When Republicans look at what they’ve gotten out of their current moment of unified government, they can point to cutting corporate taxes, some judicial appointments and … not much else. Beyond that, they claim that they’ve teed up the economy for explosive growth through the magic of “deregulation.” But deregulation is a term that should be banned from the nation’s policy lexicon, mixing as it does equal parts wholesome and foul — in this administration, almost exclusively foul.

As they proceed to explain, whether rolling back a given regulation will be helpful or damaging depends on the nature  and purpose of the regulation. It’s more complicated–much more complicated– than the one-size-fits-all “get government out of the way” zealotry that has increasingly characterized the GOP.

The wholesome justification for deregulation arises when government uses its power in ways that gum up the dynamic power of markets. In the long run, our nation’s wealth and the opportunity it provides for improving quality of life depend on the forces of creative destruction. In competitive, open markets, incumbent actors cannot prevent challenges from more nimble competitors, armed with new products or more efficient ways of organizing the production process.

The authors identify a number of regulations that do “gum up” markets, and agree that eliminating or relaxing them would be healthy for the economy and likely to reduce the growing gap between the rich and the rest.

They also note that those aren’t the regulations being eviscerated.

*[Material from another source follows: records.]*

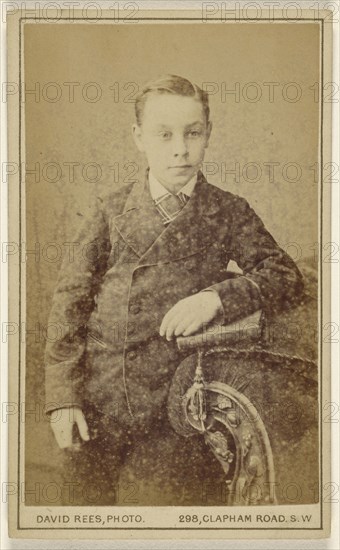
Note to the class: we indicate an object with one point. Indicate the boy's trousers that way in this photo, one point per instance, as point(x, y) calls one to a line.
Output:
point(133, 467)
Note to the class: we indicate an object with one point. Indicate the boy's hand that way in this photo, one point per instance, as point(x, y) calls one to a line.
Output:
point(190, 314)
point(62, 422)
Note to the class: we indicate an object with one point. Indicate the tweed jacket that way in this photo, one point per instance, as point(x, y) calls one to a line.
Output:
point(128, 270)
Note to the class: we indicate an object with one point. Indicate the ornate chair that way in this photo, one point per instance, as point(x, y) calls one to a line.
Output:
point(250, 389)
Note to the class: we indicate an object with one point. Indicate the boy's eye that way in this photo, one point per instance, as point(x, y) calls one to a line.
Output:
point(194, 133)
point(165, 135)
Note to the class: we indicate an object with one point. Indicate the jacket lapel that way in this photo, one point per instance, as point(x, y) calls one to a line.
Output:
point(140, 223)
point(195, 227)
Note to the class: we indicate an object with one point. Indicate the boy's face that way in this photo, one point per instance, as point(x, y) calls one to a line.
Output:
point(173, 135)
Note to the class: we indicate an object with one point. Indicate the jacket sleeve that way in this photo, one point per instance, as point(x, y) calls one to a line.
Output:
point(79, 278)
point(270, 281)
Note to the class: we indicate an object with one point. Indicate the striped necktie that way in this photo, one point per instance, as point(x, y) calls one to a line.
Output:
point(169, 206)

Unfortunately, this is not the kind of regulation that the Trump administration has been attacking. Instead, it has been sharpening its knives for precisely the kinds of regulation that, far from distorting markets, help to improve them. In particular, regulation is often necessary to a properly functioning market when, in its absence, businesses can make a profit by pushing costs onto others, in effect forcing others to subsidize their bottom line. In two areas, the environment and finance, these are exactly the sorts of market-improving regulation that the administration has put in its cross hairs, with the effect of increasing profits via freeloading.

In an article in the New York Times, Lindsey and Teles make the point that there is a critical difference between regulations that operate to protect dominant business interests and regulations that legitimately, if often imperfectly, address real problems of market failure.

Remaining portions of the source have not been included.